始末屋

やっぱり…かなりの実力…。


不味い…。
早く倒さないと…玲央奈君が来たら最悪の状況に変わる…。



「雷神刀…陰怒雷…。」


楓は十手をしまい、刀を出した。



あれは…デスアビスと戦った時に出してた刀…。


居合い斬りで斬られたら…落雷に包まれるやつだ。



「時間ないから速攻で決着つけるわ。
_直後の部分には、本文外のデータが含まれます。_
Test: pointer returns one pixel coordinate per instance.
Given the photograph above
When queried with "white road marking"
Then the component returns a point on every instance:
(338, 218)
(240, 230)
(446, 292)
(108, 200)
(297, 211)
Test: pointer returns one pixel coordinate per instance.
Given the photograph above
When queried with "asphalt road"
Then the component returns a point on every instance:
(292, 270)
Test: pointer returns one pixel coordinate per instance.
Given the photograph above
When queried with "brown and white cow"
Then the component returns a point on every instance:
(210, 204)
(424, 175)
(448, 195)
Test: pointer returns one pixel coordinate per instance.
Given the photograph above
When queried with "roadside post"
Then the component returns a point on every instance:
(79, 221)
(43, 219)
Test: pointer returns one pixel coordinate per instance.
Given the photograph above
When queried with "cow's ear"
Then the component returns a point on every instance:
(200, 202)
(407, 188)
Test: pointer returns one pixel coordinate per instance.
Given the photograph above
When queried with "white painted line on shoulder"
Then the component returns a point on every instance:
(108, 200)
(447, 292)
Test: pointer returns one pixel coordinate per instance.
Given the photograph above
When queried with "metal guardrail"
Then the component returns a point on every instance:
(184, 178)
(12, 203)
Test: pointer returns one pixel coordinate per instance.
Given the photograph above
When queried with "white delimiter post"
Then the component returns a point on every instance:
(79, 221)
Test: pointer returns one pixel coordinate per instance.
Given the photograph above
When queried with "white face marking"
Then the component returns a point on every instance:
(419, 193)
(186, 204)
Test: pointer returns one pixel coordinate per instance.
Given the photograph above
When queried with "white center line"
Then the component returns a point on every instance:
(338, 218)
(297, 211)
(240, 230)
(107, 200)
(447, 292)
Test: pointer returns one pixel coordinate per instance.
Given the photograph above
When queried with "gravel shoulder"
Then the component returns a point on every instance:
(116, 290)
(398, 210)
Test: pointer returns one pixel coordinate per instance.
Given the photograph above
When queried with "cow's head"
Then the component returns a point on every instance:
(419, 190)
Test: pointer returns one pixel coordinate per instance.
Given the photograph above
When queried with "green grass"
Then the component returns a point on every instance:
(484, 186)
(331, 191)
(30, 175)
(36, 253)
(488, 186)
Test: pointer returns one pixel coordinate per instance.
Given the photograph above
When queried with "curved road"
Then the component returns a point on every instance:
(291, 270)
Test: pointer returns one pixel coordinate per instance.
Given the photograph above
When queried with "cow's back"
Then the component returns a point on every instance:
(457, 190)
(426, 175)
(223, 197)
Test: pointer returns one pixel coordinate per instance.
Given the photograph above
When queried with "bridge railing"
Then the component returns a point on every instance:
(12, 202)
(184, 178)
」


俺は手を広げた。


「魔剣…シエル!!」


辰馬さんが使っていた漆黒の剣を出した。


「俺も…早く決着つけたいと思ってた。ここからは手加減しない。」


蝶ネクタイを外し、ボロボロになったジャケットを脱いだ。


楓は鞘から刀を抜き、斬りかかってくる。


シエルで受け、楓の目を見た。


すると楓の動きが止まり、顔面を蹴り上げて体を斬った。


「グハッ…!何や…今の…?」


楓は俺から距離を取って言った。


「ガーディアン・アイ。目が合った者の動きを3秒止めることができる。」


俺は楓に斬りかかった。


楓は刀を鞘に納めた。


居合い斬りか…!!


動きを止めて、後ろに下がろうとした。


「気付くのが遅いわ。雷爪…一閃!!」



ガキンッ…!!


「何っ…?!」


シエルで刀を受け止めた。


「遅くても平気だ!それより…俺の間合いに入ってるよ?」



楓の胸ぐらを掴み、ガーディアン・アイを発動させた。


「またか…?!」


「シエル…。力を解放して。」


シエルが闇に包まれ、柄に目玉が浮かび上がった。